An Extension to and Application of the Multifactor Dimensionality Reduction Pedigree Disequilibrium Test
Edwards, Todd L
As the field of genetics explores beyond mapping single-site disease susceptibility loci, epistasis between genes is being considered in disease models. These hypotheses present new problems for investigators as they search through ever more complex data structures. The dimensionality and size of a search space, the types and strengths of disease associations in data, and the quality of inference allowed given a result are all challenges when testing for putative epistatic disease models. Method development to analyze family data for epistatic interactions is in a preliminary stage. The multifactor dimensionality reduction pedigree disequilibrium test (MDR-PDT) is one technique for assessing epistatic models in family data. The objective of this proposal is to refine, test, and apply this method to real data. MDR-PDT is a method that implements the genoPDT statistic within the framework of the MDR algorithm. We hypothesize that at the conclusion of my aims, the MDR-PDT algorithm’s utility and power will be improved.
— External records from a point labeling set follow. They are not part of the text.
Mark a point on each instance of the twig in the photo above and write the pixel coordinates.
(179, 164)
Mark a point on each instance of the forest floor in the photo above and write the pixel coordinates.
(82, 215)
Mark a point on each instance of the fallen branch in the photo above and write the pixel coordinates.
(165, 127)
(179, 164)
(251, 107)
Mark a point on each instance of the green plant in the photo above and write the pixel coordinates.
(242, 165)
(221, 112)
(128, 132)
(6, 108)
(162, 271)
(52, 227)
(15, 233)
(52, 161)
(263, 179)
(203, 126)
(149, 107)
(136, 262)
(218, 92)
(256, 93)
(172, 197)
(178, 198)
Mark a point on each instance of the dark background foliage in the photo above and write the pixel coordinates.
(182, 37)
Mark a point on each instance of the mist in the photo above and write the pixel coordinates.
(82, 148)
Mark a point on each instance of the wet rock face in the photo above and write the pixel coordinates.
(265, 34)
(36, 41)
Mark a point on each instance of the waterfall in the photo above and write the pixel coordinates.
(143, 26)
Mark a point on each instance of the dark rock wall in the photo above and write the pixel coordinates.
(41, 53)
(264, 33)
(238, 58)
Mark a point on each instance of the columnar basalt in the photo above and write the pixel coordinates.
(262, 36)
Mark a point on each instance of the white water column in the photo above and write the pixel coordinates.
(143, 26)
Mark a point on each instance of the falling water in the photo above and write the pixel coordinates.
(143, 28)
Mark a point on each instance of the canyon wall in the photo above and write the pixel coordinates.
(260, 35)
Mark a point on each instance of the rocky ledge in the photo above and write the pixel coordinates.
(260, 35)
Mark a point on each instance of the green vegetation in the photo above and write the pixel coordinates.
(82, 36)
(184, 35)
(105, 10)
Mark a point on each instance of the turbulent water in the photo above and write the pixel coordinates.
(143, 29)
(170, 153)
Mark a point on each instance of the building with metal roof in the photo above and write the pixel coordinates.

In the following dissertation we developed a cross validation algorithm for pedigree data, and an omnibus model selection method. We also implemented an extension to MDR-PDT that includes a likelihood ratio test for the statistical significance of an interaction found by the MDR-PDT search using logistic regression. Finally, MDR-PDT was applied to Alzheimer’s candidate gene datasets and revealed a multilocus model involving several genes that are functional candidates.